Invasive crayfish sabotages its own success, study says
URBANA, Ill. – Since they were first released as live bait in the mid-twentieth century, rusty crayfish have roamed lake bottoms in northern Wisconsin, gobbling native fish eggs, destroying aquatic plants, and generally wreaking havoc on entire lake ecosystems. Today, in some lakes, traps can routinely pull up 50 to 100 rusty crayfish at a time, compared to two or three native species. But in other lakes nearby, populations seem to be declining. In a new study published in Ecology, scientists document the crash and explain what could be behind it.
“Some researchers have long proposed that invasive species should experience periods of population growth followed by periods of population decline, but very few have documented declines and even fewer have suggested a reason,” says Eric Larson, assistant professor in the Department of Natural Resources and Environmental Sciences at the University of Illinois and lead author on the study.
Understanding when and why invasive species populations crash could help managers decide when and where to apply control efforts. After all, invasive species cost the U.S. economy more than $120 billion dollars annually in control and lost grazing, crop yield, and tourism revenue. Could land managers simply wait out some invasions? Larson thinks it’s worth finding out.
Key to measuring population declines is a long-term view of invasive species population dynamics over time, but those kinds of datasets are rare. That’s why Larson paired up with David M. Lodge, director of the Atkinson Center for a Sustainable Future at Cornell University. He has been keeping tabs on the rusty crayfish in northern Wisconsin lakes throughout his career, starting in 1983 at the University of Wisconsin and continuing through moves to the University of Notre Dame and Cornell.
“This analysis would have been impossible without our many years of data collection, highlighting how essential long term studies are for describing and ultimately understanding environmental changes,” Lodge says.
For the Ecology study, Larson and his colleagues analyzed population trends in 17 lakes from 1972 to 2017 and found that about half were experiencing population declines. The reason? Muck.
In the mid-2000s, the team sent cameras roving along underwater transects to characterize the bottom of each lake. Adding that information to the population dataset, the researchers found rusty crayfish populations declined only in lakes with mucky and sandy bottoms. In those with more rocks, boulders, and cobble, crayfish populations stayed steadily high or continued to arc upward over time.
“The rusty crayfish wants to be in rocky substrate,” Larson explains. “It uses that rock to avoid predation by fish or even wading birds, river otters, or raccoons. If it doesn’t have that rock, it uses aquatic plants as secondary habitat as shelters to avoid predators.”
And that’s where the rusty crayfish sabotages itself.
Larson describes rusty crayfish as highly active lakebed engineers. As they forage and burrow, they constantly turn over rocks and uproot plants. They also clip stems as they hunt among leaves for bugs and snails.

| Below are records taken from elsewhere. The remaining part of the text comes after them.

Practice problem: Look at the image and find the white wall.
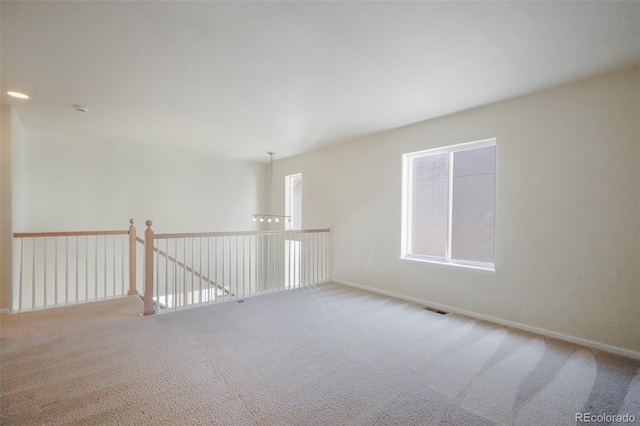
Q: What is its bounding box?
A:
[20,129,266,234]
[0,105,24,309]
[274,68,640,351]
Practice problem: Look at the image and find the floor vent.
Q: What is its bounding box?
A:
[424,306,449,315]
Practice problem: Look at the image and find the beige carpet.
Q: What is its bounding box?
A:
[0,284,640,425]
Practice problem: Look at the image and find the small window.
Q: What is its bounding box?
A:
[402,139,496,269]
[284,173,302,229]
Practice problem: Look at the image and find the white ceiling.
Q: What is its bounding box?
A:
[1,1,640,161]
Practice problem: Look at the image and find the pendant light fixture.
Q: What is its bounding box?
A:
[253,151,291,223]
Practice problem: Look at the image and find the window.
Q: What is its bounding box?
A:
[284,173,302,229]
[402,139,496,269]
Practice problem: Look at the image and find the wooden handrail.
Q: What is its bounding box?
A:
[13,230,129,238]
[154,229,329,240]
[136,237,233,296]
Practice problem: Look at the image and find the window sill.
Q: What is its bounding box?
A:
[400,255,496,272]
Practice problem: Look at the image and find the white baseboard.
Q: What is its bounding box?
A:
[331,278,640,360]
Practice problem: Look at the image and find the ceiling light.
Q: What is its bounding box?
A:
[7,92,29,99]
[253,151,291,223]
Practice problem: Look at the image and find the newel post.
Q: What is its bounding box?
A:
[127,218,138,296]
[142,220,156,316]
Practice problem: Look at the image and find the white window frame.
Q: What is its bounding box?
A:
[284,173,304,230]
[400,138,497,271]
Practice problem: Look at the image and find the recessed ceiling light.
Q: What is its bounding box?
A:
[7,92,29,99]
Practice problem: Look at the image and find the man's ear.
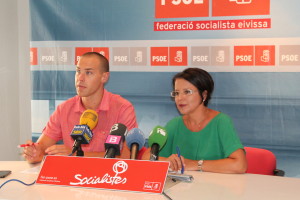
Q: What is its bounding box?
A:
[202,90,207,101]
[101,72,110,83]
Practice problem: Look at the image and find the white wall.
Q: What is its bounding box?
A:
[0,0,31,160]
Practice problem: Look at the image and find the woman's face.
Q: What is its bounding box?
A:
[174,78,204,115]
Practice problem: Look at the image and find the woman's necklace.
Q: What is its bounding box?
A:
[186,109,208,131]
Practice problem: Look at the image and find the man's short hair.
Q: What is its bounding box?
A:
[81,52,109,72]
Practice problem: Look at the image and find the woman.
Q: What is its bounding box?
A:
[159,68,247,173]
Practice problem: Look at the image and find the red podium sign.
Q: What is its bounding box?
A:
[36,156,169,193]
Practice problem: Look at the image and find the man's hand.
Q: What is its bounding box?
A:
[45,144,72,156]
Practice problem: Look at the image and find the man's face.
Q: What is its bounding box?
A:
[75,56,109,97]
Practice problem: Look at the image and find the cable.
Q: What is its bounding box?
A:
[0,179,35,189]
[162,191,173,200]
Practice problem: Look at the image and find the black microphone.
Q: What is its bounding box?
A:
[125,128,145,160]
[104,123,127,158]
[70,110,98,156]
[148,126,168,161]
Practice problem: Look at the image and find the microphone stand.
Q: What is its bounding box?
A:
[76,143,84,156]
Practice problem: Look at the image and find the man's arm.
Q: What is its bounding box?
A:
[23,134,56,163]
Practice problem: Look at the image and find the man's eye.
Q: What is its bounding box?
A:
[184,90,193,95]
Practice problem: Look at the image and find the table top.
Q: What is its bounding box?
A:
[0,161,300,200]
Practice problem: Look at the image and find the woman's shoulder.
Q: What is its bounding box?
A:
[167,116,182,125]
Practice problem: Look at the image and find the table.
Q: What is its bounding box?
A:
[0,161,300,200]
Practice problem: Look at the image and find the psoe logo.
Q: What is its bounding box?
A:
[155,0,209,18]
[144,181,161,191]
[229,0,252,4]
[70,161,128,185]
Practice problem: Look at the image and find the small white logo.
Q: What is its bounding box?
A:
[113,161,128,174]
[229,0,252,4]
[110,124,119,132]
[70,161,128,185]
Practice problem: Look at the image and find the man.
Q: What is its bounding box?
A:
[23,52,137,163]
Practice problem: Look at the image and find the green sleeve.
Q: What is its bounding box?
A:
[159,118,178,158]
[218,115,244,158]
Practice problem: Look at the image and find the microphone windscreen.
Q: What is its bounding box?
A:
[125,128,145,150]
[79,109,98,130]
[109,123,127,140]
[148,126,168,150]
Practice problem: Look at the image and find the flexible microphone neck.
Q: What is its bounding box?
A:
[130,143,139,160]
[104,148,116,158]
[150,143,159,161]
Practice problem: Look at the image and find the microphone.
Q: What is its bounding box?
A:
[125,128,145,160]
[70,109,98,156]
[148,126,168,161]
[104,123,127,158]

With millions of crayfish in a lake, their impact on aquatic plants is huge. In many lakes in the study area, aquatic plants have been almost completely wiped out.
“From a condition decades ago where 50-60 percent of our trap locations in some lakes had plants, it’s now about 5 percent. It’s a pretty big reduction of coverage,” Larson says.
Essentially, by destroying the aquatic plants, crayfish in lakes without rocky substrates removed their only refuge from predators.
Although the study represents a unique mechanistic view of invasive species population decline, Larson cautions that the underlying cause may be more complex than just rock versus muck.
“Other mechanisms besides habitat quality could be contributing,” he says. “We’d like to know what impact parasites and predatory fish are having. We’d also like to study more of the effects of climate on these crayfish from year to year through lake temperatures, drought, and duration of ice cover.”
In environmental research, the answers are rarely simple, but documentation of invasive species decline should be cause for celebration.
In many cases, however, it might be too late. Changes to the lake ecosystem over half a century are not easily undone. In earlier studies, Lodge and his colleagues showed aquatic plant seed reserves might not be adequate to recover even if rusty crayfish collapse. That’s why Larson doesn’t endorse a “do nothing” approach, even for species that are shown to be declining on their own. Instead, he stresses the importance of prevention when it comes to invasive species introduction and spread.
“Rusty crayfish has invaded and done its damage in northern Wisconsin, but we have a whole pool of invaders that could do similar things. Prevention is far better than the cost of control and eradication, which often doesn’t work. And then we’re stuck with these impacts.”
The article, “Habitat explains patterns of population decline for an invasive crayfish,” is published in Ecology [DOI: 10.1002/ecy.2659]. Authors include Eric Larson, Timothy Kreps, Brett Peters, Jody Peters, and David Lodge. The research was supported by multiple sources over several decades, including the National Science Foundation, U.S. Forest Service, University of Notre Dame, Shedd Aquarium, and the Wisconsin Department of Natural Resources.